JAKARTA – Seorang podcaster bernama Akbarry Noor terlibat keributan dengan seorang seorang wanita di sebuah bioskop di daerah Jakarta Pusat. Kejadian keributan itu direkam oleh Akbarry dan videonya diunggah di akun Instagram pribadinya, @akbarry pada Selasa (10/12/2024).

Dalam video tersebut, Akbarry cekcok dengan seorang wanita yang ia sebut kedapatan merekam adegan film di bioskop melalui ponselnya.

Wanita tersebut mengamuk karena tak terima ditegur oleh Akbarry soal tindakannya merekam adegan film di bioskop.

Wanita itu mengaku bahwa ia hanya merekam sedikit adegan film yang ditontonnya dan menurutnya hal itu diperbolehkan.

“Merekam adegan film di bioskop boleh apa enggak?” tanya Akbarry ke wanita tersebut.

“Boleh, kenapa? Kecuali itu (merekamnya) dari awal sampai akhir,” jawab si wanita tersebut.

Keributan semakin memanas karena si wanita merasa tindakannya melakukan perekaman adegan film di bioskop tak salah dan melanggar hukum.

Kemudian, Akbarry mengajak wanita itu keluar dari studio bioskop untuk bertemu dengan pihak pengelola. Namun, wanita itu semakin mengamuk hingga berteriak histeris. Hal itu pada akhirnya membuat pegawai bioskop menghampiri dan mencoba menengahi.

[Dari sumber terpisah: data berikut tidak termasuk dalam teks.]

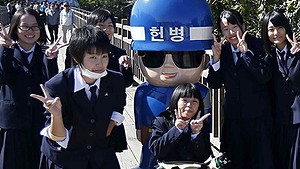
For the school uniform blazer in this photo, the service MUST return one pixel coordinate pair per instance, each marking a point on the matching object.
(113, 64)
(87, 125)
(17, 81)
(167, 143)
(286, 89)
(246, 89)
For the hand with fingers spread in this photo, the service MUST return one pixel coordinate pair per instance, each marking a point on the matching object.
(179, 122)
(53, 105)
(216, 48)
(197, 124)
(125, 61)
(5, 40)
(53, 50)
(242, 44)
(295, 45)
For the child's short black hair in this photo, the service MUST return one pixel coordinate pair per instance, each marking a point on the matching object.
(87, 39)
(232, 16)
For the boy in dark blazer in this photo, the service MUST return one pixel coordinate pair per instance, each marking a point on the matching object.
(80, 120)
(237, 66)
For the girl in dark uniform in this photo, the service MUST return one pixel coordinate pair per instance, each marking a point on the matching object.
(23, 67)
(179, 134)
(283, 49)
(238, 66)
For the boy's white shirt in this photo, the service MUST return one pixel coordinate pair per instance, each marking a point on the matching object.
(79, 84)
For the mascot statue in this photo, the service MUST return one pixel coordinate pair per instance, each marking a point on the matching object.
(170, 38)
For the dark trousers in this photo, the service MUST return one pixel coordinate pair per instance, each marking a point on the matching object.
(53, 31)
(247, 143)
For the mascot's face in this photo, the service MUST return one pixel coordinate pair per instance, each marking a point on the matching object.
(170, 68)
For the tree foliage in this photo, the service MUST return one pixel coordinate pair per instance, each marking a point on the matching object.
(253, 11)
(120, 8)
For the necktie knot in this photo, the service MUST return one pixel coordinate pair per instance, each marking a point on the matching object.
(238, 54)
(281, 54)
(93, 94)
(26, 55)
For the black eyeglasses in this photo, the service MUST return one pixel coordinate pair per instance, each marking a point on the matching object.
(182, 59)
(26, 28)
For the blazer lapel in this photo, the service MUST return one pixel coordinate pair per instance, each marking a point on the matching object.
(103, 93)
(80, 98)
(290, 60)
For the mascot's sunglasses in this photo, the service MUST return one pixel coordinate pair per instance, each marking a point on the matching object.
(182, 59)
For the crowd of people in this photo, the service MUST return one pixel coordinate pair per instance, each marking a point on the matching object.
(53, 14)
(73, 119)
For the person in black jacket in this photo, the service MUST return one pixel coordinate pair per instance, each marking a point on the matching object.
(84, 104)
(118, 59)
(23, 67)
(239, 66)
(283, 49)
(178, 133)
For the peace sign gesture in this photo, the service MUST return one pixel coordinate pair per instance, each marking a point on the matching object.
(52, 51)
(242, 44)
(295, 45)
(5, 40)
(197, 124)
(52, 105)
(216, 48)
(179, 122)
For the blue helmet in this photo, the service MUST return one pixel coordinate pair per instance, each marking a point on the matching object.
(171, 25)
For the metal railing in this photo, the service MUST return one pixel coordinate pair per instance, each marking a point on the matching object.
(122, 39)
(4, 16)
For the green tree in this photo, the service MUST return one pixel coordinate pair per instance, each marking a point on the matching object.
(254, 11)
(120, 8)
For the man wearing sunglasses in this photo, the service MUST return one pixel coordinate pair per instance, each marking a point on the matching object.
(170, 38)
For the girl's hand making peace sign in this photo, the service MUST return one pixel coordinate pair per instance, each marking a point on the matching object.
(52, 105)
(180, 123)
(216, 48)
(197, 124)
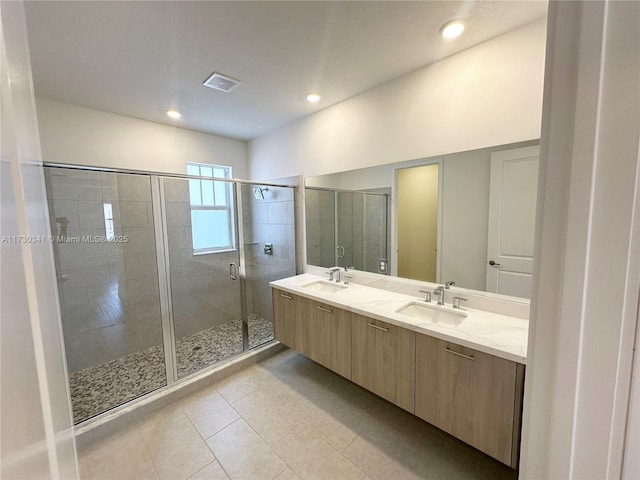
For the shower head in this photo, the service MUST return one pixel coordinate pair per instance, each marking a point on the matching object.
(258, 193)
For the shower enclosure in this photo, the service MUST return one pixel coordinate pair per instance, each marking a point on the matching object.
(347, 228)
(161, 276)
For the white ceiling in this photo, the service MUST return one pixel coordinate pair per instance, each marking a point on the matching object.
(140, 58)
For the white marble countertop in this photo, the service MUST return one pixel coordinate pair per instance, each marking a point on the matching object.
(500, 335)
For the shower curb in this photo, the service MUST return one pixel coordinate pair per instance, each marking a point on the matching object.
(99, 428)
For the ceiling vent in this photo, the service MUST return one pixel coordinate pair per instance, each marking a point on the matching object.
(220, 82)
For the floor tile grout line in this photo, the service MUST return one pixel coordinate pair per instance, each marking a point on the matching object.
(263, 439)
(204, 440)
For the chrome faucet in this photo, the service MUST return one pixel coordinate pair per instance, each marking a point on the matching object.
(439, 292)
(331, 273)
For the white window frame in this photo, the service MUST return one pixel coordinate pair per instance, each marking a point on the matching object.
(228, 207)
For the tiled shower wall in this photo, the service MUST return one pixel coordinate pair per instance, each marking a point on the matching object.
(108, 291)
(320, 227)
(202, 292)
(271, 220)
(362, 228)
(350, 229)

Kepada salah satu pegawai bioskop, Akbarry mengadukan soal wanita tersebut yang merekam adegan film di bioskop. Tak mau mengakui, wanita itu menyebut Akbarry telah menuduhnya tanpa bukti.

Ia juga mempertanyakan dasar hukum larangan merekam adegan film di bioskop.

Setelah itu, wanita tersebut disebut Akbarry meludahinya.

Merekam adegan film di bioskop dilarang

Terkait merekam adegan film yang diputar di bioskop, sebenarnya ini dilarang dan ada undang-undangnya.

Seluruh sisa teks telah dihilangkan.